I am fine with whatever structure, the thing to keep in mind is I have a
patch open for corelib extending their 128-bit implementation (pclmul is
the cpu flag we check) to 256-bit (avx2 + vpclmulqdq) and avx 512 (avx512 +
vpclmulqdq). x86_64 seems fine to have in the title but I think there's
value in specifying the CPU flag we're checking. The build flag is
especially important because the avx2 instruction vpclmulqdq can be
assembled with a VEX (avx2) or EVEX (avx512) prefix, and a CPU with avx2
support would SIGILL on the EVEX prefix despite supporting the VEX version
of the instruction, so in my coreutils implementation I actually build each
of the 3 pclmul/avx2/avx512 implementations as separate objects with
separate sets of flags.

> * Similarly, I suggest to rename the module 'crc-pclmul' to 'crc-x86_64'.

As above, I have no preference, I've renamed it to crc-x86_64-pclmul but am
happy to go with any suggestion, as long as it opens us to avx2 and avx512
in future implementations

> * In the patch, one of the diffs ends with
>   \ No newline at end of file
>   Could you please add a newline at the end of that source file?

Fixed.

> * In crc.c: Would it make sense to cache the value of pclmul_enabled
>     in a static variable?
>     You can probably guess it by looking at the assembly-language code
>     that gcc -O2 produces for the two __builtin_cpu_supports invocations.

Done.

This sounds like a good optimisation if we're worried about people
incrementally hitting this function for small (>64) byte hashes, so I've
made it fall back to the older implementation for these as the
initialisation of all the xmm registers also burns a ton of cycles.

> * Are the options -mpclmul -mavx understood by both gcc and clang?
>   Or does clang use different options for the same thing?

As per [1] it looks to be the case, these appear to match directly to the
output of $(lscpu)

> * In the module description, when you write
>       CFLAGS += -mpclmul -mavx
>     it has an effect on all compilations of the same Makefile (e.g. in the
>     case of coreutils, on all the coreutils programs). Which means that
the
>     resulting binaries will *NOT WORK* on CPUs that don't have AVX
extensions.

>     So, these CFLAGS changes should be limited to the one compilation unit
>     that needs it. Unfortunately, this is not easy to do with Automake (it
>     requires an intermediate convenience library to be declared), and I
don't
>     know whether gnulib-tool already supports this contortion.

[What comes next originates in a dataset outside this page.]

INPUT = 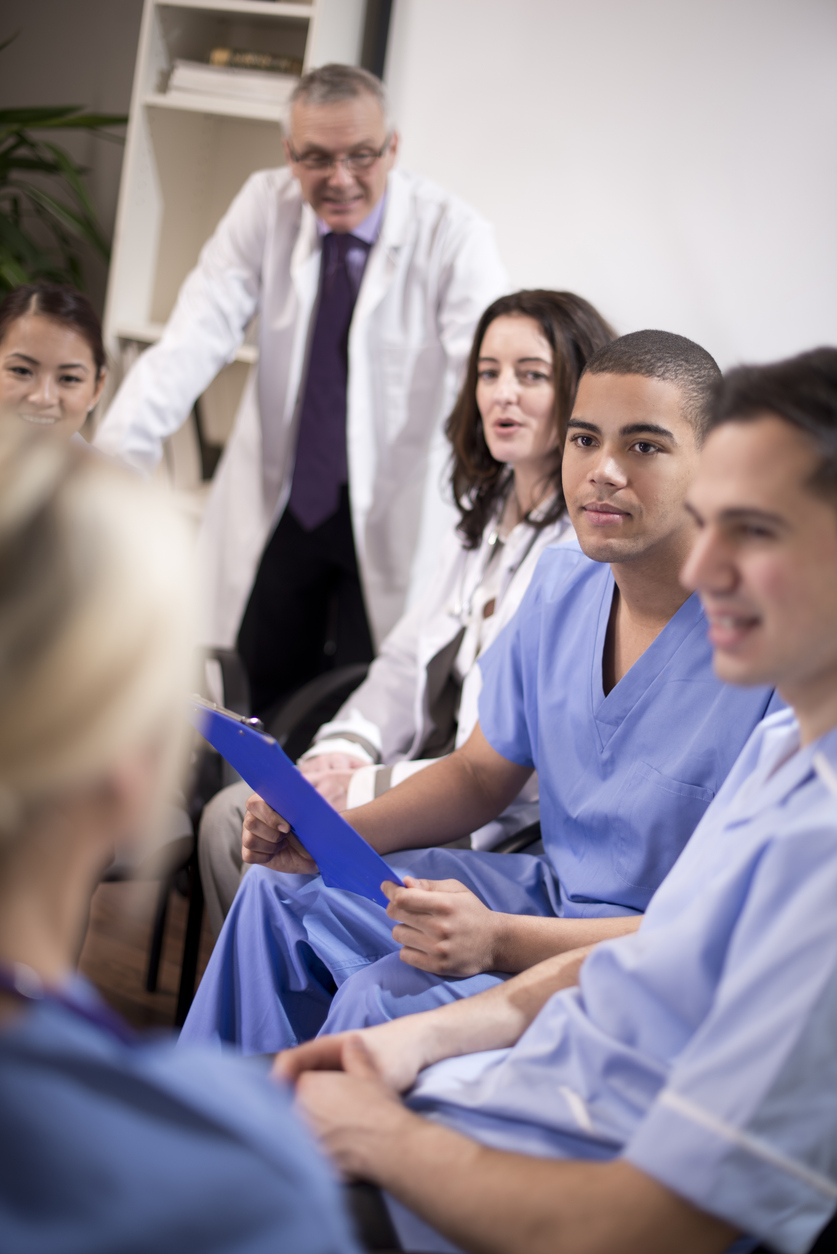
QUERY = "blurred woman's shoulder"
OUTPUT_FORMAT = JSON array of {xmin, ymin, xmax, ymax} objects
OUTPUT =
[{"xmin": 0, "ymin": 993, "xmax": 359, "ymax": 1254}]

>     But before I look into it in detail: Is there an alternative to these
>     command-line options? Maybe there are some #pragmas that have the same
>     effect?

This looks to work with gcc:

#pragma GCC target("pclmul,avx")

And I believe clang honours this, can someone else check this for me or
give me a cmdline to make it build locally with clang so I can check?

> How about  ((uintptr_t) ptr & 0xF) == 0
> or something like that?

Perfect, I'll experiment from there.

This patch implements all the above feedback except for making sure data is
correctly aligned, I will add this either tomorrow or later today.